Eh. This remake is like if Zack Snyder directed a Mulan remake but actually liked color.
I must’ve watched the 1998 Mulan at least a hundred times as a kid. If you don’t know, I’m half Chinese, half Caucasian. In spite of my ethnic background, this is just coming from my experience personally, I don’t think as a mixed-raced child I really thought or was aware that much about the whole “Asian significance” of Mulan or why my mom probably chose to buy it for us in the first place—kids don’t really notice these sort of cultural gaps. As a youth, I was just sheerly entertained by how good of a movie it is. Now as an adult however, it is neat to see that the “objectively” (haha, kidding) best Disney princess movie—although, I still have yet to see the animated Beauty and the Beast—happens to be the one that candidly showcased ancient Asian culture in America’s entertainment scene during the late 90s.
I think this remake we have here is more concerned with the power of ridiculously epic slow-mo camera angles, wide-gazing scope shots, and montage compiling more than it is with expanding on the past’s corrupt Chinese culture that the previous movie establishes elementarily. With live-action adaptations, there’s usually an automatic expectation for it to have added maturity considering the cartoon world has left and the physical world has arrived, however, the 2020 Mulan feels as if it has translated its predecessor almost beat by beat in terms of story, themes, and characters to create a cartoon that feels forcibly formatted into live-action. There’s an additional 30 minutes added here from the original and yet the musical numbers have been deducted, Eddie Murphy is nowhere to be seen, and I, indeed, was not able to get down to business. Imagine if this whole extravaganza had just been an R-rated war movie (I‘m allowed to dream you know?) then maybe I could see a justifiable reason for the musical numbers or the magical sidekicks to be torn out of the picture.

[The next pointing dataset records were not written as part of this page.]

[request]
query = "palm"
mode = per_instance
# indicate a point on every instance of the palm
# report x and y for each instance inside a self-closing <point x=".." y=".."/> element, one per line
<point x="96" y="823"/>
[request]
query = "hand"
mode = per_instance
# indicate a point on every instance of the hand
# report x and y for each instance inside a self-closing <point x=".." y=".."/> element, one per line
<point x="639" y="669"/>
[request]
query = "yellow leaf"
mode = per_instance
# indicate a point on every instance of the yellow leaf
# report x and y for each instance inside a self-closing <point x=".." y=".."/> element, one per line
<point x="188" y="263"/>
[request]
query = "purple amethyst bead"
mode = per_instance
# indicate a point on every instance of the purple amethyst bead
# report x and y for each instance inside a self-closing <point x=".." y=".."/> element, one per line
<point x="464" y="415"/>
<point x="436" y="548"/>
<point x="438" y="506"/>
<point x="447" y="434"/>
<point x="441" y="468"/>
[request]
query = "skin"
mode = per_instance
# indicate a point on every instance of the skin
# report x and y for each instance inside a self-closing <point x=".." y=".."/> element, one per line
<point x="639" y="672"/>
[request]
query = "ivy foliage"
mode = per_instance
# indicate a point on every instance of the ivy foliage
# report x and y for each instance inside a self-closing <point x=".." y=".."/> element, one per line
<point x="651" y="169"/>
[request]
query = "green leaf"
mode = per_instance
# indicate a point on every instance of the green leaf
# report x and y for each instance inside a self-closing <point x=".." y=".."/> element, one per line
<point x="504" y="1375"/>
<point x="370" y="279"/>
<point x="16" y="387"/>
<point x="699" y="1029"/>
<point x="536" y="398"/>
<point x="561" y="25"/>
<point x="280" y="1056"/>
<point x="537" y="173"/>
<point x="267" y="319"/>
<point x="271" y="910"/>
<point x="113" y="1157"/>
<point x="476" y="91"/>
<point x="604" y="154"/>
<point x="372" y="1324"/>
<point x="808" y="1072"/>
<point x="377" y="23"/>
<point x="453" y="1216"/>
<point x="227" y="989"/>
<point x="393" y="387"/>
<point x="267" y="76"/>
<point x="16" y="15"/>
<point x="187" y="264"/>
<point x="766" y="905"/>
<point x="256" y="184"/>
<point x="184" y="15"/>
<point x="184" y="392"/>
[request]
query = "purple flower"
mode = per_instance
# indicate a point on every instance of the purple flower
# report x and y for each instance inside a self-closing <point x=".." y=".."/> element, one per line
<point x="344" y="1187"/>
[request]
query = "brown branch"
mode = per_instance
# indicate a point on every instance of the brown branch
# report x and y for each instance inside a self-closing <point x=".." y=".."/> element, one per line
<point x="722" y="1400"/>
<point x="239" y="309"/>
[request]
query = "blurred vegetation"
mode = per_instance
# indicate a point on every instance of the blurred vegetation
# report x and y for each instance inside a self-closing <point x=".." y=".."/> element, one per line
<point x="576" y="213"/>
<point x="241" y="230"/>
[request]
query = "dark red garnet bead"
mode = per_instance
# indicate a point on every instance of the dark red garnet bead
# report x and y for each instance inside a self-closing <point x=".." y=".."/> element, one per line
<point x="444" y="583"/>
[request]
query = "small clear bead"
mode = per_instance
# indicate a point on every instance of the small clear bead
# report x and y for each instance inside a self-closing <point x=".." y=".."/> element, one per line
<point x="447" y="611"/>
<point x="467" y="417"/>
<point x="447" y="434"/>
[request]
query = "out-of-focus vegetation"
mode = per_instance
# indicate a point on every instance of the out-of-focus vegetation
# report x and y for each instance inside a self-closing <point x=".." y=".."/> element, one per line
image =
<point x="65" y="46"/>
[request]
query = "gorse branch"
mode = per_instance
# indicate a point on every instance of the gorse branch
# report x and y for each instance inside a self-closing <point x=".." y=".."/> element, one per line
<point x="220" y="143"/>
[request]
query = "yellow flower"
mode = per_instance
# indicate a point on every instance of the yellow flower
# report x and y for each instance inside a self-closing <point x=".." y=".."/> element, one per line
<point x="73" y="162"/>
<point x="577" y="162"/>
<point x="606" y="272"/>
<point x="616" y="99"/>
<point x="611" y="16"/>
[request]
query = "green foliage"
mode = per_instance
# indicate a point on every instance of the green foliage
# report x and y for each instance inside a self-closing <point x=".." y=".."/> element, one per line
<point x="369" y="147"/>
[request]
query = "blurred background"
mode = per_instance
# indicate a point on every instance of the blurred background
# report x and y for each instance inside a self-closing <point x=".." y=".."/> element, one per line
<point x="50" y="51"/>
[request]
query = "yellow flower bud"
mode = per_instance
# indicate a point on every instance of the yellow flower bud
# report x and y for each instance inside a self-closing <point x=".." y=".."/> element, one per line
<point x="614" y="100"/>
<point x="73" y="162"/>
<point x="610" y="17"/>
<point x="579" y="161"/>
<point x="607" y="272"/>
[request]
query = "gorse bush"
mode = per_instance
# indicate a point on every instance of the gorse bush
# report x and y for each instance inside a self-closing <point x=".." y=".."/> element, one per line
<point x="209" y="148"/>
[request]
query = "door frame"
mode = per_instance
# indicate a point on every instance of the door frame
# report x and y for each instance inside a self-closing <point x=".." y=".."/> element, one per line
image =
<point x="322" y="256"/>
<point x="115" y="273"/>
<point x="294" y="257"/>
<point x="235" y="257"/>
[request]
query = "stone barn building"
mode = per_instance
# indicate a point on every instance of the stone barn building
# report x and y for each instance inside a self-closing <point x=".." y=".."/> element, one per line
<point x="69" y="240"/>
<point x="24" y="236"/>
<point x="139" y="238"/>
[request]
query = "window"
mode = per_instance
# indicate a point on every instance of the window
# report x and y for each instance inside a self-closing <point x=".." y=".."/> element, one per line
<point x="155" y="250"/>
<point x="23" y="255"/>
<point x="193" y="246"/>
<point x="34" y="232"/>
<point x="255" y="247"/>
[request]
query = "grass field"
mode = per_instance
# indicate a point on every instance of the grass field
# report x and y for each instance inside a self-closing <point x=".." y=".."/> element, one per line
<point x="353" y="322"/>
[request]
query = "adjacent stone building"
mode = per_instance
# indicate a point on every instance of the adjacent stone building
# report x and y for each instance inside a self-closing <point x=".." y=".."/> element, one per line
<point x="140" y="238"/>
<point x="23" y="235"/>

But it’s not necessarily this in which I am distraught by; it’s what replaces these assets: pointlessly over-the-top expositional conversations, awkward attempts to translate the goofy scenes from its source material into live-action, a lopsided structure of events which equates to an awfully slow pace, a perplexing new character who’s used solely as a plot device, and an unappealing construction of eccentrically edited action spectacles; these lackluster properties are what make this Mulan remake insanely uninviting. Nobody should accept this feeble magnitude of quality from Disney anymore when it comes to their greedy rehash expeditions.
It’s a much prettier-looking movie than I expected though, I must say. Minus the distracting CGI, of course. Again, it’s Snyder but with pleasing coloring.
Verdict: D
“Mulan” is now available to purchase on Disney+.